Das zeigt eine Umfrage der KNAPPSCHAFT

Ein Drittel seines Lebens verbringt der Mensch mit Schlafen. Vergeudete Zeit? Ganz und gar nicht, denn Schlaf gehört neben dem Essen und Trinken zu unseren biologischen Notwendigkeiten, fördert die Gesundheit und macht leistungsfähiger. Jedoch erleben 53 Prozent der über 1.500 befragten Bundesbürger über 18 Jahre ihren Schlaf als nicht erholsam. Sieben Stunden gelten laut der amerikanischen Schlafakademie als optimale Schlafdauer.
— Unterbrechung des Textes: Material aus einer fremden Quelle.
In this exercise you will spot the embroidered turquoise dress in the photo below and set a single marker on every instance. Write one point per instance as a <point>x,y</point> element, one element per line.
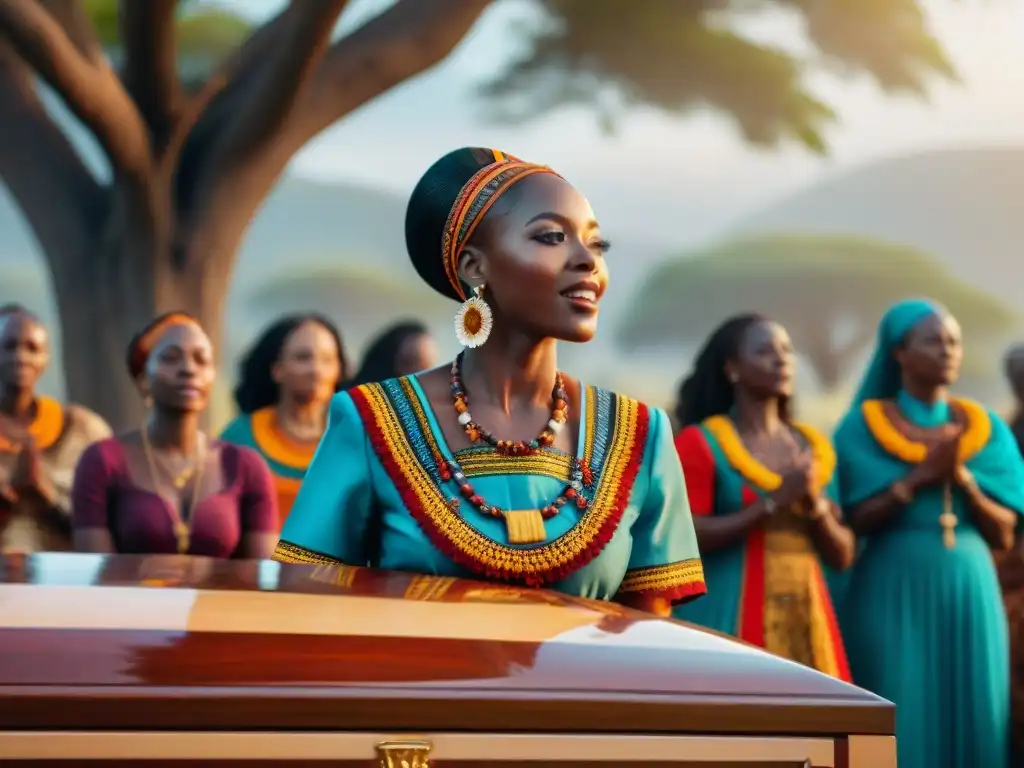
<point>374,495</point>
<point>924,625</point>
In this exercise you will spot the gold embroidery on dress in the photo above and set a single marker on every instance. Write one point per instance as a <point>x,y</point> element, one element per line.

Wer aber dauerhaft zu wenig oder schlecht schläft, muss mit Konsequenzen rechnen: „Wir wissen seit diesem Jahr, dass mehr als zehn Jahre zu kurzer oder zu schlechter Schlaf an die Lebenserwartung geht“, sagt Professor Ingo Fietze, Experte der KNAPPSCHAFT und Leiter des Interdisziplinären Schlafmedizinischen Zentrums der Charité in Berlin. Denn in ruhelosen Nächten schüttet der Körper vermehrt Stresshormone aus, die unter anderem das Herz-Kreislauf-System belasten. Weitere langfristige Folgen drohen den Schlaflosen: Übergewicht, Bluthochdruck oder psychische Erkrankungen sind nur einige weitere Beispiele. Kurzfristig kommt es außerdem zu Tagesmüdigkeit (31 Prozent der Befragten), Stimmungsschwankungen (24 Prozent der Befragten) oder Konzentrationsproblemen (20 Prozent der Befragten).